- Deploying a production-ready Kubernetes cluster with all the required dependencies for going into production takes days.
- Managing a float of Kubernetes clusters is very hard if you do not automate the process.
- Managing a float of Kubernetes clusters across several cluster providers is even harder.
- Upgrading a Kubernetes cluster requires intensive tests to make sure changes do not break anything. It’s not just pushing an “upgrade” button like often suggested.
Managing one Kubernetes cluster is hard, but what about managing hundreds of Kubernetes clusters worldwide?
Hundreds of Kubernetes clusters with multiple nodes, services, applications and load balancers. This is what we do at Qovery; we manage hundreds of production Kubernetes clusters worldwide to help more than 16,000 developers deploy their apps on AWS.
But what does it take to run and manage hundreds of Kubernetes clusters? This is what I will share with you in this article.
With Qovery, every user can get started to deploy their apps on AWS in a few seconds. The goal is to turn AWS into a smooth developer experience. Typically, our users come from Heroku and want to jump into AWS. They want to have the simplicity of Heroku and the flexibility of AWS. This is where using Qovery comes in.
To succeed in that path, Qovery uses EKS (AWS-managed Kubernetes) to run and scale stateless applications. Every single user has at least one or more Kubernetes clusters. The promise of Qovery is to get a prod-ready Kubernetes cluster, meaning the Kubernetes deployment, run and management is on us. The piece of software responsible to manage the clusters is called the Qovery Engine and is open source.
Deploying Prod-Ready Kubernetes Clusters
To automate the deployment of Kubernetes on AWS, we have created an open source deployment engine, an application written in Rust. Basically, it initializes the virtual private cloud (VPC) for Kubernetes, the ingress, the auto-scaler, Loki, S3 to store the Kubernetes logs and lastly Kubernetes. The Qovery engine uses Terraform, Helm and the AWS API. Curious to take a look? All the files are available here. It takes 30 minutes from zero to a prod-ready Kubernetes cluster on AWS instead of weeks.
The first time you use Qovery on an AWS account, a VPC and an EKS cluster are set up. Once fully set up, the Qovery Engine is installed and connects to the Qovery Control Plane to receive the application deployment instructions.
Running and managing Kubernetes is simplified (no etcd, master nodes, network overlay to manage) since Qovery relies on the managed Kubernetes offer from AWS (EKS). AWS guarantees that the cluster is always operational by taking care of the master nodes responsible for the integrity of the complete cluster.
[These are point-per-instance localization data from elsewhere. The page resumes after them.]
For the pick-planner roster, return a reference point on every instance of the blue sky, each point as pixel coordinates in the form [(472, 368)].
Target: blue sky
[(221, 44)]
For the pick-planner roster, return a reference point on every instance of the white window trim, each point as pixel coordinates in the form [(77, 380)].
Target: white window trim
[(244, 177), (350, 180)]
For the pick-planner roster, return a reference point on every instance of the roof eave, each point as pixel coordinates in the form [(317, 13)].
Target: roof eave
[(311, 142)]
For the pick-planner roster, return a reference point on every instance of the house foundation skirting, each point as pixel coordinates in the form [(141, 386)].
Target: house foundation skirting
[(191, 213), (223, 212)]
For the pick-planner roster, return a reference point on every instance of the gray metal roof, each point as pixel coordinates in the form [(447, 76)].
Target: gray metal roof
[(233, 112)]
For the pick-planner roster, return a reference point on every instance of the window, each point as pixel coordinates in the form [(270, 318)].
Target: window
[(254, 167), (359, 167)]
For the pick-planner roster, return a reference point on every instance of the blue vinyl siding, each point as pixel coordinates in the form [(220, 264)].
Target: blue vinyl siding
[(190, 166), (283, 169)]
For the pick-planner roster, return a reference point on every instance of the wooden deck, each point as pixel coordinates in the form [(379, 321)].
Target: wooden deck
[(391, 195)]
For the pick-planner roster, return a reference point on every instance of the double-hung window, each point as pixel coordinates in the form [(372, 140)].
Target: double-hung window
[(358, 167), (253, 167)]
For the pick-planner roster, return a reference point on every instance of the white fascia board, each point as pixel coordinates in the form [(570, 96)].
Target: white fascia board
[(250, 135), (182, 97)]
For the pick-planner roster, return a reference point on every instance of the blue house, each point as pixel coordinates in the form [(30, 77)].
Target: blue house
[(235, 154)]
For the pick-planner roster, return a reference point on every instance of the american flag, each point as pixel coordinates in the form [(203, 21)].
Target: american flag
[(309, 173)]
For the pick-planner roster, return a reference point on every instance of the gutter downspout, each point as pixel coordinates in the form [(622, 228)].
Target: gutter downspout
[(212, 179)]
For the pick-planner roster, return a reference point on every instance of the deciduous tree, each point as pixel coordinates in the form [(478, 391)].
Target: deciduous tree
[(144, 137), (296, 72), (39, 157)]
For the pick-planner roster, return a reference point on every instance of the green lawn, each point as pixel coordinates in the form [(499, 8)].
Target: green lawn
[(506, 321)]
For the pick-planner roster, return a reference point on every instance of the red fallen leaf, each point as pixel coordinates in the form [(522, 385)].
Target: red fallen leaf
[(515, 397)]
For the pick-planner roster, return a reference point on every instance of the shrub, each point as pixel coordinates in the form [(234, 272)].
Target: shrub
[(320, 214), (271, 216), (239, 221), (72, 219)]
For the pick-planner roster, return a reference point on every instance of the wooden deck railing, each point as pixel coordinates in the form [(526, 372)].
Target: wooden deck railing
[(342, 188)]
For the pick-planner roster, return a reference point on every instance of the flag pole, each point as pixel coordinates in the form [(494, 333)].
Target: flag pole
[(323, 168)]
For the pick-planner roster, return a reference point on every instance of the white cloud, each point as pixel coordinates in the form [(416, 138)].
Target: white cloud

However, the added value of Qovery here is simplifying app deployment and making sure those apps are running correctly. All the information of those applications and the cluster itself are reported in real time to the user if something goes wrong. This is handled by the Qovery Engine and our Qovery Agent.
Keeping Kubernetes Up to Date
Every 10 weeks a new version of Kubernetes is released. At this pace, staying up to date is challenging. Especially when breaking changes happen. Testing the upgrade on a staging cluster before doing it in production is mandatory but requires a fair amount of time.
Even for us. At Qovery, a dedicated team is in charge of managing the upgrade of the Kubernetes clusters of our users. The good news is that once we have made it once, it works (almost) the same for every cluster.
For security reasons, the Qovery Engine connects to the Qovery Control Plane and pulls cluster update instructions. The Qovery Engine takes care of the rolling update on all the Kubernetes worker nodes with the newer version and the associated dependencies (Loki, ingresses, etc.). The Qovery Engine guarantees that the cluster is fully operational and ready to receive new app deployments.
In this article, we have seen how a float of hundreds of Kubernetes clusters is managed by the Qovery Engine, an open source library written in Rust. Deploying, running and updating a float of Kubernetes clusters takes a huge amount of time and needs to be automated to guarantee their uptime.